Workers also spoke out on social media. One worker wrote: “They just repackaged the same PEB shit sandwich we were already being offered with a few more things the company already wanted. Yes, read the actual language of the contract when it comes out. But let’s not bury our heads in the sand here. We’ve been sold out and gained nothing we weren’t already being offered.”

On the Brotherhood of the Maintenance of the Way Employees (BMWE) Facebook page, workers, who are awaiting ballots to vote on the BMWE-backed agreement, said, “I want to know who’s getting the little orange envelope discretely slid across the table to them. Seems these officials are getting the Tentative Agreements knowing we’re going to vote ‘no’ on them. Question is: Why are they doing this? To prevent a strike? If so, why? [Isn’t] the craft union [supposed] to represent each member and not the company? In what way does anything on the table make it better for any of us? Yeah, a lot of unanswered, logical and simple questions.”

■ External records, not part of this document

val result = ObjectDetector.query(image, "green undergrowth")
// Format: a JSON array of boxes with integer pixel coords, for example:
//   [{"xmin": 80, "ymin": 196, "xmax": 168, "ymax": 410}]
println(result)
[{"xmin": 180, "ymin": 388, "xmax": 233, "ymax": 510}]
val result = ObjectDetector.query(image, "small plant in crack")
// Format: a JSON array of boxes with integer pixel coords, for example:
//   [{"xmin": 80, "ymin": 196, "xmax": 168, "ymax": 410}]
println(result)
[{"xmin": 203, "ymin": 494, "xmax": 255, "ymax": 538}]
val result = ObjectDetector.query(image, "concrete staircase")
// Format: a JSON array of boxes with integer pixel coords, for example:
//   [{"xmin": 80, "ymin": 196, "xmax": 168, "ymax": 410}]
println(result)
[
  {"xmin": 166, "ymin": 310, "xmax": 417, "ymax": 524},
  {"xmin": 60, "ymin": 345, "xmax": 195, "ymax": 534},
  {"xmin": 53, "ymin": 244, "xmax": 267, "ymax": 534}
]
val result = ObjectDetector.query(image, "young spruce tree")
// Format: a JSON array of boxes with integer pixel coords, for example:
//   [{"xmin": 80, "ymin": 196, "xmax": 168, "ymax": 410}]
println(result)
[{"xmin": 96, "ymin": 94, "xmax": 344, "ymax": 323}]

Another worker posted, “I worked on the railroad for 40 years, and after a few strikes I do think that now it is the right time to strike because the companies need you more now than before. I am saying this because they shorted the labor force, so they do not have too many people to get the job done. Before they had a lot of people, so they [could] find somebody to continue working. [This] is not the case now.”

Another worker replied, “Do you realize the reason why they don’t have a lot of employees is because the working conditions has gotten so bad that people can’t take it anymore. Since this new Hi-Viz attendance policy came into effect. I know of two individuals that have passed away from these horrible working conditions. One was driving to work. He hadn’t had a day off in two weeks. He pulled over on the highway and died from a heart attack. Another man went to use the restroom on the 2nd unit and passed out. Conductor found him, and he was already gone. I grew up with the railroad.

“My grandfather and aunt [said] conditions where never this bad. Now you are required to be available 24/7/365. They need day off and they get penalized. If you try to use a PLD day most of the time they are denied. This is why the strike was going to happen.”

Leader of Volvo Trucks Rank-and-File Committee to rail workers: “You guys have them scared”

Workers around the country and, in fact, the world are looking to railway workers to break through the stranglehold of the pro-corporate unions and use their power to overturn these conditions. Rick, a leader of the Volvo Workers Rank-and-File Committee in Dublin, Virginia, where workers conducted a powerful strike last year said, “The railroad workers have to stick to their guns. You guys have them scared. Organize, organize. Tell everyone working person.

“They will come back and say, ‘We better take this offer, it’s the best we are going to get!’ Bull crap. It’s junk, and they know it. They are hoping you guys and gals are too dumb and poor to turn it down. Hold the line.

“The Volvo workers did for three months until the company and the United Auto Workers union dangled just enough carrots to enough people and a good scare tactic it finally broke us. But now that everything that they didn’t show us is coming out, those people are kicking themselves.

“Demand to see the entire contract with enough time for people to read and understand what they are looking at. Volvo’s rank and file is supporting you.”